Peyronie’s disease symptoms
People with Peyronie’s disease may suffer from:
- Painful erections – as well as areas of thickening along the shaft of the penis.
- Curved, angled or distorted shaft of the penis – most obvious when the penis is erect.
Peyronie’s disease diagnosis
In most cases the two symptoms above will be enough evidence for your doctor to diagnose Peyronie’s disease. Occasionally they may advise you to undergo a duplex ultrasound scan to show the blood circulation of the penis.
The doctor will typically want to measure the curvature or distortion of the penis whilst it is erect, which can either be assessed by photographs you have taken at home or (more accurately) by using a vacuum pump or an injection into the shaft to stimulate an erection.
Peyronie’s disease treatment
Non surgical options
There are many non-surgical treatment options available for Peyronie’s disease but they have not proven to work for all patients. These include:
- Medication – oral and/or topical medication.
- Injections – medicine injected into the plaques, may improve pain, the size of the plaques and the amount of bend in the penis.

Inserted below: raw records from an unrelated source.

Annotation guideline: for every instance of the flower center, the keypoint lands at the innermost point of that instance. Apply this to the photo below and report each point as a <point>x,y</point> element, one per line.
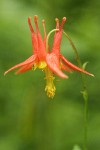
<point>50,87</point>
<point>41,65</point>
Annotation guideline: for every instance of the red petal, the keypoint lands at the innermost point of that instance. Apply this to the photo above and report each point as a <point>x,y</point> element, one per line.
<point>25,68</point>
<point>53,64</point>
<point>72,66</point>
<point>66,68</point>
<point>28,61</point>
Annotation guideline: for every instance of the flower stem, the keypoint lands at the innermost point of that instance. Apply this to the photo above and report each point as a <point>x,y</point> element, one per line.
<point>84,92</point>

- Stretching – or external penile traction, which involves wearing a device which stretches the penis, with the aim of improving the length of the penis and reducing the deformity.

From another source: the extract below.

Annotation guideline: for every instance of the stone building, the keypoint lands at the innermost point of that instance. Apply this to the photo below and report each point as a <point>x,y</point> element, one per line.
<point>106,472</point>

- Vacuum devices – these stretch the shaft by creating a vacuum around the penis.
Peyronie’s disease surgery
Surgery is the only treatment guaranteed to have a beneficial effect on Peyronie’s disease. Surgery is only be offered to patients once the changes caused by the condition have settled down, which normally takes 12-18 months.
Surgery is not without risks and can include shortening of the penis and there is a chance the distortion may return. If your foreskin is already tight, you may require a circumcision as it may get even tighter after the operation. Some people report of feeling knots or stitches under the skin. You should carefully consider all these issues before consenting to surgery. Possible options include:
- Extracorporeal shock wave therapy – vibrations from sound waves are used to break down the tough fibrous plaques. Shock waves are delivered by a device outside the body.

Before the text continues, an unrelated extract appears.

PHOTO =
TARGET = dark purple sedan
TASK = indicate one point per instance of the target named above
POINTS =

- Nesbitt tuck procedure – removing some of the tissue from the side of the penis opposite the plaque. This straightens but shortens the penis.
- Cutting out plaque – sometimes combined with the insertion of a plastic rod (prosthesis) to counteract any shortening.
- Laser surgery – a carbon dioxide laser is used to thin the plaque.
- Plication – folding the normal tissue on itself rather than removing it completely.
If you have a mild version of the disease which does not cause much pain, if you are not sexually active, or have few or no difficulties with sexual intercourse, you may decide that you do not want treatment. About 13% of patients recover from their symptoms without treatment.